I’m not sure I agree with your point from Samsung that the 90% ‘buying decisions’ happen in store. The buying ‘moment’ may happen instore, but the decision to make the purchase could have happened anywhere along the way. Be that through ‘shop and learn’ or by reading about it in editorial. People’s decision making is largely emotional, not logical. We can’t read people’s minds so we don’t exactly know where, when or how that decision happened. There can be a tendency for marketeers to want to fit human decision making into neat little boxes, make it feel black and white. But it’s greyer than that. Anything you do with retail, be that physical or digital, should reflect the fact people will move through those ‘spaces’ you create in their own way. Sometimes they’ll buy through e-commerce. Sometimes they’ll buy instore. Just make sure the experience is excellent anywhere they go.

BB: In a history-making campaign, McCann London in collaboration with Microsoft’s Xbox has unveiled ‘The Fanchise Model’ whereby gamers can take ownership of their controllers’ designs. Can you elaborate on the strategy and creative directions of the campaign? How it has achieved consumer relevance and brand transformation?

KC: I’ve thought about this a lot lately, as since we won the Grand Prix at Cannes Lions last people, people have often asked why we all think the idea worked so well. Every one of us that worked on it would probably give a slightly different answer, and there are some great interviews with Sanjiv Mistry and Jamie Mietz (the ECDs) that you should read to hear the creative view point. From my side, I think we thought a lot differently about value of our idea to the most important stakeholder of all…the consumer. Because we are trained to think about ideas and how they work from the viewpoint of the brand and business, and ensure that the business gets ROI – we did this with the Fanchise Model. But we also looked at what would be really valuable to the consumer, beyond just buying a product.

Our hypothesis is that the Xbox Fanchise Model campaign gained traction because it put consumer value exchange at the heart of the idea. But it didn’t just offer some small value to all consumers, it really rewarded people for deeply engaging with the campaign. You might design and buy a controller, but with a little effort to support further sales, you can be rewarded, or even profit from your design – something you simply can’t do with other products.
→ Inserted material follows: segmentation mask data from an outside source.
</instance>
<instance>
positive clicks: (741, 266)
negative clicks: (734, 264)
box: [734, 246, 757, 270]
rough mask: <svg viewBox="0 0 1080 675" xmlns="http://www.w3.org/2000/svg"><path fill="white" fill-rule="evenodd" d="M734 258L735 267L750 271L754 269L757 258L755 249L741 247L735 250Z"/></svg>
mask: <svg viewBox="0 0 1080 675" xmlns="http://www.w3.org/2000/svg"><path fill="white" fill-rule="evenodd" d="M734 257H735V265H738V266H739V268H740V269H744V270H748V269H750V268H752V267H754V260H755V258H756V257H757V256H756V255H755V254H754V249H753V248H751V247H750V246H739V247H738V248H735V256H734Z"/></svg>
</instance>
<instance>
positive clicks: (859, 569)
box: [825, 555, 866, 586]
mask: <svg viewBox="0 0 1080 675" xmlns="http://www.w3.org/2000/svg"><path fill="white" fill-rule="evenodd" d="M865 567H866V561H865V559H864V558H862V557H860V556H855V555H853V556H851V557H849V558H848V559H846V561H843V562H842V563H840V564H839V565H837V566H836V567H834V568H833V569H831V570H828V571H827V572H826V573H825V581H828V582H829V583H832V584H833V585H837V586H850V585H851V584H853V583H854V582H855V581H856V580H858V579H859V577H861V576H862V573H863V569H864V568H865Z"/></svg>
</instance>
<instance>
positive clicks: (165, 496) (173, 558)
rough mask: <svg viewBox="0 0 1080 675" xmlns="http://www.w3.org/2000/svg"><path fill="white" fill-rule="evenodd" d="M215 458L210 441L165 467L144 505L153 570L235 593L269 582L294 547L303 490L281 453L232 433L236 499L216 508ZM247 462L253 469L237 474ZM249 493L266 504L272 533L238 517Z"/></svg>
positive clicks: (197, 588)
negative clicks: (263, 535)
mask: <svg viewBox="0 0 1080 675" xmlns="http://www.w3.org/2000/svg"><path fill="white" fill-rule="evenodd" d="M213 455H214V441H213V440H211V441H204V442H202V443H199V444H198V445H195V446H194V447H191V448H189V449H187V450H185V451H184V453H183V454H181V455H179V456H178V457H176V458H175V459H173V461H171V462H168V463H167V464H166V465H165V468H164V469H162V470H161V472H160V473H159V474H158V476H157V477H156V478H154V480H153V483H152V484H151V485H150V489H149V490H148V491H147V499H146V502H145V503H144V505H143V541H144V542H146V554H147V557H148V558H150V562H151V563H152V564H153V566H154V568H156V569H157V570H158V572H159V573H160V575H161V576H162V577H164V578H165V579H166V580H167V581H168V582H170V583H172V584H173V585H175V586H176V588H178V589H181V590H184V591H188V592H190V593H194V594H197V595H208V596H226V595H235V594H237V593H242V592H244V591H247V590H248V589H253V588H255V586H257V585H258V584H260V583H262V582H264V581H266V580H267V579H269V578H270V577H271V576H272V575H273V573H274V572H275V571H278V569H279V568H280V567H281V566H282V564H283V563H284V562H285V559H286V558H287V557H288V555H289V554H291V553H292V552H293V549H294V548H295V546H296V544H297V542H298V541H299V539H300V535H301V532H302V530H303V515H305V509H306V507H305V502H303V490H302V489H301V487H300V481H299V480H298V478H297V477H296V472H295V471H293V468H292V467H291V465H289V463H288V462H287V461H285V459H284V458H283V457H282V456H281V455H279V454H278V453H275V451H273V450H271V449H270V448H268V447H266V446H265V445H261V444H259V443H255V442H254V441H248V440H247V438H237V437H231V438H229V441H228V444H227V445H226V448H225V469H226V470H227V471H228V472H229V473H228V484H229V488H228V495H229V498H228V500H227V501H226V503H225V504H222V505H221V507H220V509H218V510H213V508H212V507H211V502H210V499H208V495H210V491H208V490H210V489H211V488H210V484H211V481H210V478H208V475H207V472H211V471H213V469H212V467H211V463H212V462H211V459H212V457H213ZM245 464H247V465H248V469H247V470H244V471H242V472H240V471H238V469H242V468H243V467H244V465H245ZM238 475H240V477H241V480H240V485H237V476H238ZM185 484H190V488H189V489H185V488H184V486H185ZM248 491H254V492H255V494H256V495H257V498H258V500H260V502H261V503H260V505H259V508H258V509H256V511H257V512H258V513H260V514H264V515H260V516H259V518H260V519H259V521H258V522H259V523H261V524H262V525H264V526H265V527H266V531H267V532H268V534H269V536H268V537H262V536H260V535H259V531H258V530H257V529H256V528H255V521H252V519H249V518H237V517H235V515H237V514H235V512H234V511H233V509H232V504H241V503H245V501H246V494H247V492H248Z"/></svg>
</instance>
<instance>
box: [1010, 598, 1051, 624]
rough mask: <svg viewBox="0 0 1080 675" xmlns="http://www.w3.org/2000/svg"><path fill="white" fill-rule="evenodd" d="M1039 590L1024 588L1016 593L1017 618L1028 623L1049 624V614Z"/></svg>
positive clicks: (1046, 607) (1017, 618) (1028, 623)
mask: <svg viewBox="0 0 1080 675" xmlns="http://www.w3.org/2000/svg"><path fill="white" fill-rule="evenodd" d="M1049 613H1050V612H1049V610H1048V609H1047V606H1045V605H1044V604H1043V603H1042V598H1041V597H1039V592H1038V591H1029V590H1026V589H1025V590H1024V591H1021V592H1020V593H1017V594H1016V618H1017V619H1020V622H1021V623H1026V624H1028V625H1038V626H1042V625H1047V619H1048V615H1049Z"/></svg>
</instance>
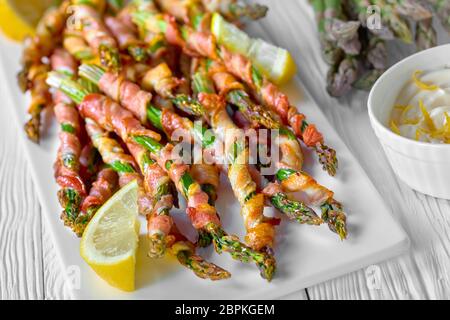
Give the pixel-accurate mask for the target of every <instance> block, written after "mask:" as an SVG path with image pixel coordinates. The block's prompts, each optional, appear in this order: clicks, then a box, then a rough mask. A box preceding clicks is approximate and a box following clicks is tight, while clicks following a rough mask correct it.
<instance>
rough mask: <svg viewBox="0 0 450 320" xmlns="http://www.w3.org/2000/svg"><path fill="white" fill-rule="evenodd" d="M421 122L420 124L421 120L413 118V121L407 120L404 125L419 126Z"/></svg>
mask: <svg viewBox="0 0 450 320" xmlns="http://www.w3.org/2000/svg"><path fill="white" fill-rule="evenodd" d="M419 122H420V119H419V118H412V119H405V120H403V123H402V124H410V125H417V124H419Z"/></svg>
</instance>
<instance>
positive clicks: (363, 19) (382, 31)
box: [348, 0, 395, 40]
mask: <svg viewBox="0 0 450 320" xmlns="http://www.w3.org/2000/svg"><path fill="white" fill-rule="evenodd" d="M372 2H373V3H372ZM372 2H371V0H351V1H349V2H348V5H349V6H350V7H351V10H350V11H351V12H352V13H354V15H355V16H356V17H357V18H358V19H359V21H360V22H361V25H362V26H364V27H366V28H368V29H369V30H370V32H371V33H372V34H374V35H376V36H377V37H380V38H381V39H384V40H393V39H394V38H395V36H394V33H393V31H392V30H391V28H390V27H389V26H388V25H387V24H385V23H381V24H380V25H376V26H374V25H368V23H372V21H375V20H373V19H369V18H378V17H377V16H376V14H381V12H377V11H375V10H372V11H369V9H370V8H373V7H372V4H375V2H374V1H372ZM378 8H380V7H378ZM379 18H381V16H380V17H379Z"/></svg>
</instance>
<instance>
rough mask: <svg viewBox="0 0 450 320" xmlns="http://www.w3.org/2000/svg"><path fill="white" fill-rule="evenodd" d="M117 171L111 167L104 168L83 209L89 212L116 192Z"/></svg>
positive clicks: (86, 199)
mask: <svg viewBox="0 0 450 320" xmlns="http://www.w3.org/2000/svg"><path fill="white" fill-rule="evenodd" d="M117 183H118V180H117V173H116V172H115V171H114V170H113V169H111V168H104V169H102V170H101V171H100V172H99V173H98V175H97V179H96V181H95V182H94V183H93V184H92V187H91V190H90V191H89V196H87V197H86V199H85V200H84V201H83V205H82V207H81V211H82V212H83V213H85V214H89V212H90V211H95V210H96V209H98V208H99V207H101V206H102V205H103V204H104V203H105V202H106V201H107V200H108V199H109V198H110V197H111V196H112V195H113V194H114V192H115V190H116V188H117Z"/></svg>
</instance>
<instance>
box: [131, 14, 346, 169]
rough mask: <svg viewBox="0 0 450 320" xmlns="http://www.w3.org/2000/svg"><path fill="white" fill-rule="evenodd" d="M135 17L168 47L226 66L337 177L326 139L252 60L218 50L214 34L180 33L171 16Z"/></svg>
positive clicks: (223, 50) (225, 51)
mask: <svg viewBox="0 0 450 320" xmlns="http://www.w3.org/2000/svg"><path fill="white" fill-rule="evenodd" d="M133 17H134V21H135V23H137V24H138V25H139V26H141V27H144V28H147V29H149V30H151V31H152V32H156V33H162V34H164V35H165V37H166V39H167V41H168V42H169V43H171V44H173V45H177V46H181V47H182V48H184V50H185V52H186V53H188V54H191V55H194V56H195V55H199V56H203V57H208V58H210V59H212V60H218V61H219V62H221V63H223V64H224V65H225V66H226V67H227V69H228V71H229V72H230V73H232V74H233V75H234V76H236V77H238V78H239V79H241V80H242V81H244V82H245V83H246V84H247V85H248V86H249V87H250V88H251V89H252V90H253V91H254V92H255V93H256V95H257V96H258V97H259V99H261V101H262V102H263V103H264V104H266V105H267V106H268V107H270V109H271V110H273V112H275V113H276V114H278V116H279V117H280V118H281V120H282V121H283V123H285V124H289V126H290V127H291V128H292V129H293V130H294V133H295V134H296V136H297V137H298V138H299V139H301V140H302V141H303V142H304V143H305V144H306V145H307V146H308V147H311V148H313V149H314V150H315V151H316V153H317V154H318V156H319V161H320V163H321V164H322V165H323V168H324V170H326V171H327V172H328V173H329V174H330V175H335V174H336V168H337V164H338V163H337V159H336V152H335V151H334V150H333V149H331V148H330V147H328V146H327V145H325V143H324V139H323V135H322V134H321V133H320V132H319V131H318V130H317V128H316V126H315V125H313V124H309V123H308V122H307V121H306V116H305V115H303V114H301V113H299V112H298V111H297V108H296V107H294V106H292V105H291V104H290V102H289V99H288V97H287V96H286V95H285V94H284V93H282V92H281V91H280V89H279V88H278V87H277V86H276V85H274V84H273V83H271V82H270V81H269V80H268V79H267V78H266V77H264V76H263V75H261V74H260V73H259V72H258V71H257V70H256V69H255V68H254V67H253V65H252V63H251V61H250V60H249V59H247V58H246V57H244V56H242V55H239V54H234V53H232V52H230V51H229V50H227V49H226V48H225V47H223V46H221V47H217V45H216V43H215V39H214V37H213V35H212V34H211V33H207V32H204V31H194V30H193V29H192V28H190V27H188V26H183V27H182V28H181V30H180V28H179V27H178V25H177V24H176V22H175V21H174V19H173V18H171V17H170V16H168V15H166V16H161V15H156V14H149V13H146V12H137V13H135V14H133Z"/></svg>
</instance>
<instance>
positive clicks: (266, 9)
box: [224, 1, 269, 20]
mask: <svg viewBox="0 0 450 320" xmlns="http://www.w3.org/2000/svg"><path fill="white" fill-rule="evenodd" d="M267 11H269V8H268V7H267V6H265V5H262V4H259V3H246V2H244V1H236V2H232V3H231V4H230V5H229V7H228V14H227V12H224V14H225V15H226V16H229V17H230V18H231V19H234V20H236V19H239V18H240V17H247V18H250V19H252V20H258V19H261V18H264V17H265V16H266V15H267Z"/></svg>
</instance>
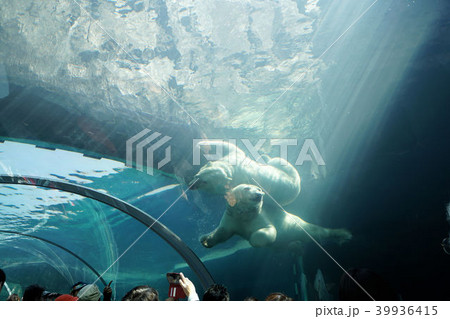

Faris Yakob talked about the idea of a balanced value exchange in his book “Paid Attention: innovating advertising in the digital world”. Maybe we shifted it even further than he suggests to a ‘reward exchange model’. Because there was a reward for the consumer’s engagement, not just the brand or business. I do think this idea of the ‘reward exchange model’ is something that could be really used in other ideas/brands in e-commerce, I’m excited to see who might do what next!